Los señalamientos contra Narciso se reavivaron después del desayuno de la “unidad” ofrecido por Víctor Castro Cosío. Se le ocurrió subirse al templete. Los opositores panistas y morenistas aprovecharon de inmediato el momento en redes sociales digitales para criticar a Agúndez Montaño. Recordaron su encarcelamiento por la denuncia por peculado interpuesta por el gobierno panista de Marcos Covarrubias Villaseñor. Claro, después lo absolvieron, pero la quemada ya estaba hecha. Por supuesto, las posturas de políticos en medios de comunicación, como la de Leonel Cota, no se hicieron esperar sobre ese desayuno que sorprendió a más de uno.

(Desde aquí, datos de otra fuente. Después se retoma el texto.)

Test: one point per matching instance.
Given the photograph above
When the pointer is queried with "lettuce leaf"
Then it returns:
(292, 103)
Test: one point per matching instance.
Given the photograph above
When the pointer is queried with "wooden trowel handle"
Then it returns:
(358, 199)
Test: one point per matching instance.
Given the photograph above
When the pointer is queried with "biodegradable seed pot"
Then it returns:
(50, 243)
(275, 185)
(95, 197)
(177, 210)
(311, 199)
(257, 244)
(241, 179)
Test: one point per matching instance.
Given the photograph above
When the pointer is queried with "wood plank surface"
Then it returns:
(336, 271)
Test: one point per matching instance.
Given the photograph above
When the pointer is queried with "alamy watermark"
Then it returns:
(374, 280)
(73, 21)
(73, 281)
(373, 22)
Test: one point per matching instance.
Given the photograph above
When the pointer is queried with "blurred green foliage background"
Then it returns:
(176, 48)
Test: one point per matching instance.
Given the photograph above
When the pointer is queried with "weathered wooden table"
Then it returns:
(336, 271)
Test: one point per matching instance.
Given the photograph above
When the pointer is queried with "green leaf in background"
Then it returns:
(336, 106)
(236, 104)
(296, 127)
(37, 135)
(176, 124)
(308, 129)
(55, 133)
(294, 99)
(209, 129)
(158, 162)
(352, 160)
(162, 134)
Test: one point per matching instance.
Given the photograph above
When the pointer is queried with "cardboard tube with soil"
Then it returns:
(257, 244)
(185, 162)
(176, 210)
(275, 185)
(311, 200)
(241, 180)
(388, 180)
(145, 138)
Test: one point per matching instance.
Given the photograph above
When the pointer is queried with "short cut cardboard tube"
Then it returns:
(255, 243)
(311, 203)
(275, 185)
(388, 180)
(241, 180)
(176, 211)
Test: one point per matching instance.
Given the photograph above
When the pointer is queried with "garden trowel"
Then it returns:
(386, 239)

Hoy a Calderón lo vinculan con Narciso, pero no con algún político en el poder. Como si de pronto nadie se acordara de un visitante tan distinguido para los panistas, sobre todo de aquellos que abandonaron la “izquierda perredista” para brincarse al albiazul. Esto no agradó mucho algunos seguidores de Manuel Gómez Morín, pero una vez que ganó Covarrubias Villaseñor, el reparto de puestos públicos calmó las aguas. Cómo pudo olvidarse que Felipe de Jesús cerró campaña con Carlos Mendoza Davis en 2015. Hoy fue la primera vez que leí su nombre otra vez en medios locales y entendí que nadie quiere hablar de él o relacionarla con la política sudcaliforniana.

Suponemos que la detención Genaro García Luna tuvo que ver. La captura ocurrió tras la petición de la Fiscal de los Estados Unidos solicitó al juez de Distrito de Brian M. Cogan de la orden de aprehensión, le costó 24 horas a Calderón fijar una postura en Twitter, cuando siempre está activo criticando a su acérrimo rival: López Obrador. Al hombre que fue mano derecha del presidente en 2006-2012 en temas de seguridad, el orquestador de la guerra contra el narco, resultó ser más un aliado de los cárteles que un caza capos, porque recibió millones de dólares para proteger al cártel de Sinaloa.

#EnNuestraOpinióndeMierda

Creemos que Felipe de Jesús pasó de ser un visitante distinguido a un innombrable. El caso de García Luna vulnera la poca credibilidad política que le quedaba a Calderón Hinojosa que, si la cosa no cambia, dentro de poco será el nuevo Narciso de la política sudcaliforniana.